In the month of April, we get a chance to celebrate the birthday of Charlotte Brontë and reflect on her life and literary achievements. Born on April 21, 1816, Charlotte was the eldest surviving sister of the Brontë children. She and her sisters, Emily and Anne, took the literary world by storm: Charlotte with Jane Eyre, Emily with Wuthering Heights, and Anne with Agnes Grey. However, the sisters started their literary journeys as poets writing under the pseudonyms Currer, Ellis, and Acton Bell

 

While Emily is often recognized as the strongest poet among the sisters, Charlotte’s talent shines in its own right.

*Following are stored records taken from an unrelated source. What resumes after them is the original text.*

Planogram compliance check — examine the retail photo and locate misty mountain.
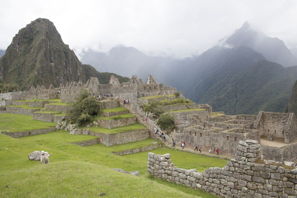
[80,45,176,79]
[82,23,297,114]
[223,23,297,67]
[0,18,127,89]
[290,48,297,57]
[162,24,297,114]
[0,49,5,57]
[187,47,297,114]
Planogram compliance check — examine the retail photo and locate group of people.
[194,146,202,153]
[123,99,130,104]
[172,142,221,155]
[154,127,166,141]
[208,147,220,155]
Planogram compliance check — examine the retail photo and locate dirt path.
[260,139,287,147]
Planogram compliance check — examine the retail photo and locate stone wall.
[73,138,100,146]
[1,127,56,138]
[113,143,162,155]
[6,106,39,115]
[148,140,297,198]
[74,129,149,146]
[255,111,297,143]
[94,117,137,129]
[262,143,297,162]
[172,130,246,156]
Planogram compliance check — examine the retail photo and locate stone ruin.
[0,75,297,161]
[171,110,297,161]
[148,140,297,198]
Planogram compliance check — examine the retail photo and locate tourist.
[194,146,198,151]
[181,142,186,149]
[216,148,220,155]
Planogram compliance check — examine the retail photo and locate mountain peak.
[0,18,92,88]
[221,22,297,67]
[239,21,252,30]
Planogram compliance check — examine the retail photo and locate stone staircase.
[71,100,149,146]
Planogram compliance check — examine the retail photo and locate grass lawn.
[17,99,61,102]
[140,94,175,100]
[210,112,225,117]
[89,124,146,134]
[48,102,71,106]
[170,109,206,113]
[103,107,128,113]
[8,105,40,109]
[96,113,136,120]
[123,148,227,171]
[0,131,220,198]
[34,111,61,114]
[0,113,56,132]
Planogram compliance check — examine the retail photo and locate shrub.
[67,91,101,126]
[174,92,180,98]
[142,102,164,119]
[157,114,175,132]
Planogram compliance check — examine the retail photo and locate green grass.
[170,109,205,113]
[123,148,227,171]
[140,94,175,100]
[157,98,192,105]
[17,99,61,102]
[96,113,136,120]
[108,138,158,152]
[102,107,128,113]
[34,111,61,114]
[211,112,225,117]
[48,102,71,106]
[0,131,219,198]
[0,113,55,132]
[8,105,40,109]
[89,124,146,134]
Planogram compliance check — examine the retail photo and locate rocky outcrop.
[148,140,297,198]
[0,18,128,89]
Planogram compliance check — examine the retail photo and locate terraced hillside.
[0,95,226,198]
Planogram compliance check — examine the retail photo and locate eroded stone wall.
[148,140,297,198]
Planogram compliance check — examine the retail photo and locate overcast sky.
[0,0,297,57]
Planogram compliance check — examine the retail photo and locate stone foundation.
[96,117,137,129]
[73,138,100,146]
[6,106,39,115]
[75,129,149,146]
[148,140,297,198]
[113,143,162,156]
[1,127,56,138]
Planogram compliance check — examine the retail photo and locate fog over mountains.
[0,49,5,57]
[81,23,297,114]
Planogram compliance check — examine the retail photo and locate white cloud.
[0,0,297,56]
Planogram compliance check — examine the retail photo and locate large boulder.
[28,151,50,162]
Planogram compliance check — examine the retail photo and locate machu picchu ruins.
[0,73,297,197]
[0,3,297,198]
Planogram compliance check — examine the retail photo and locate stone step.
[102,107,129,117]
[44,103,71,113]
[6,106,40,115]
[73,138,100,146]
[33,111,65,122]
[100,100,120,109]
[1,127,56,138]
[94,114,137,129]
[76,127,149,146]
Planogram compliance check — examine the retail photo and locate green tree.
[157,114,175,133]
[67,91,102,126]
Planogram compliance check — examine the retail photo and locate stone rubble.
[148,140,297,198]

In honor of Charlotte’s birthday, let’s celebrate with some of her best poems. 

 

Life (an excerpt)

 

“Life, believe, is not a dream

So dark as sages say;

Oft a little morning rain

Foretells a pleasant day.

Sometimes there are clouds of gloom,

But these are transient all;

If the shower will make the roses bloom,

O why lament its fall?”

 

Evening Solace (an excerpt)

 

The human heart has hidden treasures,

In secret kept, in silence sealed;

The thoughts, the hopes, the dreams, the pleasures,

Whose charms were broken if revealed.

And days may pass in gay confusion,

And nights in rosy riot fly,

While, lost in Fame’s or Wealth’s illusion,

The memory of the Past may die.

 

Winter Stores (an excerpt)

 

‘Tis she that from each transient pleasure

Extracts a lasting good;

‘Tis she that finds, in summer, treasure

To serve for winter’s food.

 

And when Youth’s summer day is vanished,

And Age brings Winter’s stress,

Her stores, with hoarded sweets replenished,

Life’s evening hours will bless.

 

The Letter (an excerpt)

 

What is she writing ? Watch her now,

How fast her fingers move !

How eagerly her youthful brow

Is bent in thought above !

Her long curls, drooping, shade the light,

She puts them quick aside,

Nor knows, that band of crystals bright,

Her hasty touch untied.

It slips adown her silken dress,

Falls glittering at her feet;

Unmarked it falls, for she no less

Pursues her labour sweet.

 

On the Death of Anne Brontë 

 

“There’s little joy in life for me,

And little terror in the grave;

I ‘ve lived the parting hour to see

Of one I would have died to save.

 

Calmly to watch the failing breath,

Wishing each sigh might be the last;

Longing to see the shade of death

O’er those belovèd features cast.

 

The cloud, the stillness that must part

The darling of my life from me;

And then to thank God from my heart,

To thank Him well and fervently;

 

Although I knew that we had lost

The hope and glory of our life;

And now, benighted, tempest-tossed,

Must bear alone the weary strife.”

 

Passion (an excerpt)

 

Nomy will shall yet control

Thy will, so high and free,

And love shall tame that haughty soul

Yestenderest love for me.

 

I’ll read my triumph in thine eyes,

Behold, and prove the change;

Then leave, perchance, my noble prize,

Once more in arms to range.

 

I’d die when all the foam is up,

The bright wine sparkling high;

Nor wait till in the exhausted cup

Life’s dull dregs only lie.

 

Then Love thus crowned with sweet reward,

Hope blest with fulness large,

I’d mount the saddle, draw the sword,

And perish in the charge !

 

Charlotte Brontë was a soul who felt great love and great suffering. Her words walked her through the grief of losing her siblings and the enormity of love and passion. Her poetry is a beautiful tribute to her reflections of the people and experiences that touched her heart while she was alive, and they are preserved for us through the poems she left behind.